7. It is hard to believe that two states will ever be possible. So why not a new dream of Israel? A single nation, a single citizenry with equal rights, three languages­ English as a neutral third­ €“ and three religions, separate from the state. Give it a new name– say, Semitia, land of the Semites.

 

Eliot Weinberger’s recent books include What Happened Here: Bush Chronicles.

 

Michael Wood

 

A New York Times reporter describes the ‘lethal tricks’ of Hamas in Gaza. I don’t doubt the existence of the tricks, but the implication is that the far more lethal directness of the Israeli attack is not only justified but morally superior to the enemy’s underhand modes of action. This is an adaptation of an old paradigm, in which Israel gets to play the role of the rational modern state. The straightforward, civilised West meets the endlessly devious, backward Orient, and takes care of things in its up-to-date efficient way. What’s wrong with that? They are always ‘they’; their deaths don’t count as ours do.

 

When does an invasion become a massacre? How many Palestinians have to die just because they are Palestinians before we recognise another old paradigm?
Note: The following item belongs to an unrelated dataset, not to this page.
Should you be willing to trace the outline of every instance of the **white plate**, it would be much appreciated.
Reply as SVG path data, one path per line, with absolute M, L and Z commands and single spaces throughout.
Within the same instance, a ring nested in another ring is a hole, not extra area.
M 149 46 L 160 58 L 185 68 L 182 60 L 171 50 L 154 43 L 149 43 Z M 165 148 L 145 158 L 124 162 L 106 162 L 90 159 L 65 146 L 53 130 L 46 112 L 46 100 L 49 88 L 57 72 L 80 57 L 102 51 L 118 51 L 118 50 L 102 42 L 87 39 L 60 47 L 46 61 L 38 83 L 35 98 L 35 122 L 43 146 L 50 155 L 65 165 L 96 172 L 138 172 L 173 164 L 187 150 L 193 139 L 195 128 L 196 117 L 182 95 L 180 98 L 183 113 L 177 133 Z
Herzl thought the native population of what was to become Israel would have to be ‘spirited’ across the border; now the very deaths of that population are being spirited off into arguments about the right to self-defence. If self-defence includes the bombing of ambulances and feeling no qualms at killing such an astonishing number of children, then we have entered a moral territory from which there may be no return. Unless of course we have merely returned to the imperial 19th century, a world of brutal and unapologetic conquest, where force was the only argument that mattered and our only choice was whether to be hypocritical about it or not.

 

Michael Wood teaches at Princeton. His most recent book is Literature and the Taste of Knowledge.